Complaints about U.S. role
Sunni extremists and Saddam Hussein loyalists, al-Hakim said, are to blame for the violence. However, he also endorsed the government’s pledge to disband militias, including those affiliated with Shiite politicians.

Al-Hakim, the former commander of the feared Badr Brigade militia, has long complained the Americans have interfered with Iraqi forces’ efforts to crack down on Sunni insurgents and al-Qaida in Iraq terrorists.

Those complaints grew more frequent after U.S. troops raided an Interior Ministry lockup last November and found prisoners showing signs of torture. At the time, the ministry was controlled by al-Hakim’s party and it still wields considerable influence although the ministers were changed in May.

Members of his Supreme Council for the Islamic Revolution in Iraq have been suspicious of U.S. and Iraqi government peace overtures to Sunni insurgents and have privately complained that top Sunni politicians have intervened to free suspects picked up in Baghdad.

Al-Hakim spoke a day after a complex attack including rockets, mortars and a car bomb killed at least 31 people in Karradah, a mostly Shiite district in central Baghdad where al-Hakim and other top leaders of his party live.

A statement posted late Thursday on an Islamist Web site claimed responsibility in the name of the al-Sahaba Soldiers, a part of the Sunni extremist Mujahedeen Shura Council which also includes al-Qaida in Iraq. The statement said the attack was “in response to Shiite crimes.”

Al-Hakim’s speech marked the third anniversary of the death of his elder brother, Ayatollah Mohammed Baqr al-Hakim, who was killed by an al-Qaida-linked car bomb attack in Najaf.

A struggle for power
Al-Hakim’s party is a major player in the Shiite coalition of Prime Minister Nouri al-Maliki. The comments reflect divisions not only within the Iraqi government but among Shiites on the best way to cope with sectarian violence, which U.S. officials now believe is a greater threat to democracy in Iraq than the Sunni insurgency.

The insurgency and the sectarian attacks are essentially two fronts of the same conflict — the struggle for power between Iraq’s two major religious sects unleashed by the U.S.-led invasion that swept away Saddam’s Sunni-dominated regime in 2003.

Many Sunni Arabs feared they would be marginalized in the new Iraq by the long-oppressed Shiites and Kurds who rose to power behind coalition tanks. Shiite activists believe many Sunnis would like to restore Saddam-style rule.

The three latest U.S. Marine deaths occurred Thursday in Anbar province, a center of the Sunni uprising. The Marines were assigned to the Army’s 1st Armored Division, which has units in the Ramadi area along with the Marines.

Years of vicious attacks by religious zealots, including members of al-Qaida in Iraq, have sharpened the sectarian gulf. Shiite militants struck back after the Feb. 22 bombing of a Shiite shrine, triggering a wave of tit-for-tat attacks.

A four-hour vehicle ban reduced violence Friday, the main Muslim day of worship.

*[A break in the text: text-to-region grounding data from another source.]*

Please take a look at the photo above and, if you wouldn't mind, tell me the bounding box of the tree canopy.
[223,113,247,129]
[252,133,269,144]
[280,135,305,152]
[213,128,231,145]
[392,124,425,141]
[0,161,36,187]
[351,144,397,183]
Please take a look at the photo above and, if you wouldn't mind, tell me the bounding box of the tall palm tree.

The ban has been imposed on Fridays for weeks to prevent bombings of mosques.

Nevertheless, four people were killed and nine were wounded when a bomb exploded near a Sunni mosque in southeast Baghdad, police Capt. Ahmed Ali said.

Gunmen killed two civilians who worked for U.S. troops in Tikrit, Saddam’s hometown 80 miles north of Baghdad, police said. And in the nearby town of Beiji, a man who worked for the railroad was shot and killed.